Project Info
Project Description
Learning Before It Disappears — Across Japan
After four years in the construction industry, I returned to thatching.
But I was no longer the same young apprentice who had once climbed onto the roof with uncertainty. I had seen another world. I had understood instability, collapse, and recovery.
And I had gained something equally important: perspective.
I realized that if I did not actively learn from the older craftsmen across Japan, their knowledge might vanish within a generation.
Many of them were already elderly. Some had no successors. Regional techniques—shaped over centuries by climate, wind, and local materials—were quietly fading.

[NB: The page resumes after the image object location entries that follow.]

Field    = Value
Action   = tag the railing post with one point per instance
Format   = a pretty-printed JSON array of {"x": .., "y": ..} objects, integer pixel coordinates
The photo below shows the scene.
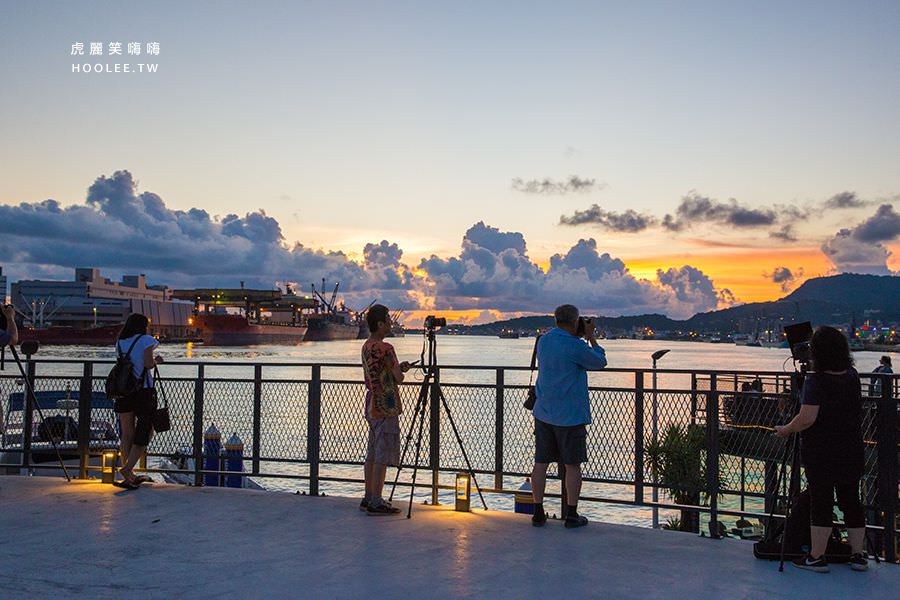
[
  {"x": 498, "y": 433},
  {"x": 712, "y": 455},
  {"x": 257, "y": 416},
  {"x": 84, "y": 419},
  {"x": 28, "y": 398},
  {"x": 693, "y": 398},
  {"x": 198, "y": 426},
  {"x": 639, "y": 437},
  {"x": 434, "y": 434},
  {"x": 314, "y": 428},
  {"x": 886, "y": 436}
]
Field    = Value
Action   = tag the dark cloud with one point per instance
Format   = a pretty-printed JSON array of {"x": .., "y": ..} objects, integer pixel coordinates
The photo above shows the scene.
[
  {"x": 883, "y": 226},
  {"x": 861, "y": 249},
  {"x": 844, "y": 200},
  {"x": 784, "y": 277},
  {"x": 785, "y": 234},
  {"x": 555, "y": 188},
  {"x": 629, "y": 221},
  {"x": 695, "y": 209}
]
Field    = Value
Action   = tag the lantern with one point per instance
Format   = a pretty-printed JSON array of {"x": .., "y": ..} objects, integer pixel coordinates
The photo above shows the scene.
[
  {"x": 463, "y": 491},
  {"x": 108, "y": 467}
]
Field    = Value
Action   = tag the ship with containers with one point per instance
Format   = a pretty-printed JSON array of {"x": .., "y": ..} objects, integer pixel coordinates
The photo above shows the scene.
[
  {"x": 330, "y": 320},
  {"x": 90, "y": 309},
  {"x": 247, "y": 317}
]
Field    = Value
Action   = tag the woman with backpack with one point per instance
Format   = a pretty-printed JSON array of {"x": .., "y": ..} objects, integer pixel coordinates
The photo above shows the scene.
[{"x": 136, "y": 410}]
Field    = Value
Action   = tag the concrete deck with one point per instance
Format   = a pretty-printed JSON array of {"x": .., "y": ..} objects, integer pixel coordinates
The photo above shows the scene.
[{"x": 91, "y": 540}]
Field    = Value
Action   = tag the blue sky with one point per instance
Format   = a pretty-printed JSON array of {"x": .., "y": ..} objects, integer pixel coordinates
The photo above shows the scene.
[{"x": 352, "y": 122}]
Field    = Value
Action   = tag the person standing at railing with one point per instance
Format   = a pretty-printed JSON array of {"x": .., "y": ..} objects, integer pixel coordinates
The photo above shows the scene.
[
  {"x": 136, "y": 411},
  {"x": 562, "y": 409},
  {"x": 884, "y": 367},
  {"x": 831, "y": 446},
  {"x": 383, "y": 374},
  {"x": 9, "y": 333}
]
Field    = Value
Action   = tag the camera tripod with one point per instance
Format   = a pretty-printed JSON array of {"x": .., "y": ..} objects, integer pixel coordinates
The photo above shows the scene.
[
  {"x": 32, "y": 400},
  {"x": 432, "y": 385}
]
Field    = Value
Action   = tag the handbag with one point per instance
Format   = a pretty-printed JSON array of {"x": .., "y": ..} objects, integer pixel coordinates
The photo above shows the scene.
[
  {"x": 531, "y": 397},
  {"x": 161, "y": 420}
]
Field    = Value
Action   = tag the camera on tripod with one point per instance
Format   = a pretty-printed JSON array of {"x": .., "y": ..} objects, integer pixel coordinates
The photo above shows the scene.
[
  {"x": 432, "y": 322},
  {"x": 799, "y": 337}
]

Thatching was not one unified tradition.
It was many traditions.
So I began traveling across Japan.
During winter, instead of selling roasted sweet potatoes as I once had, I went to regions with little snowfall—Okayama, Ibaraki, and others. I joined local teams, observed their methods, and absorbed their techniques.
Each region had its own rhythm.
The angle of the roof ridge.
The way reeds were bundled.
How rain was guided away.
How wind was anticipated.
Through thatch, I was learning geography.
Through roofs, I was learning culture.
I understood something deeply:
This was not merely construction.
It was accumulated human adaptation.
If even one regional technique disappeared, an invisible layer of cultural memory would disappear with it.
I did not want to stand by and watch that happen.
I wanted to become someone who could carry the knowledge forward.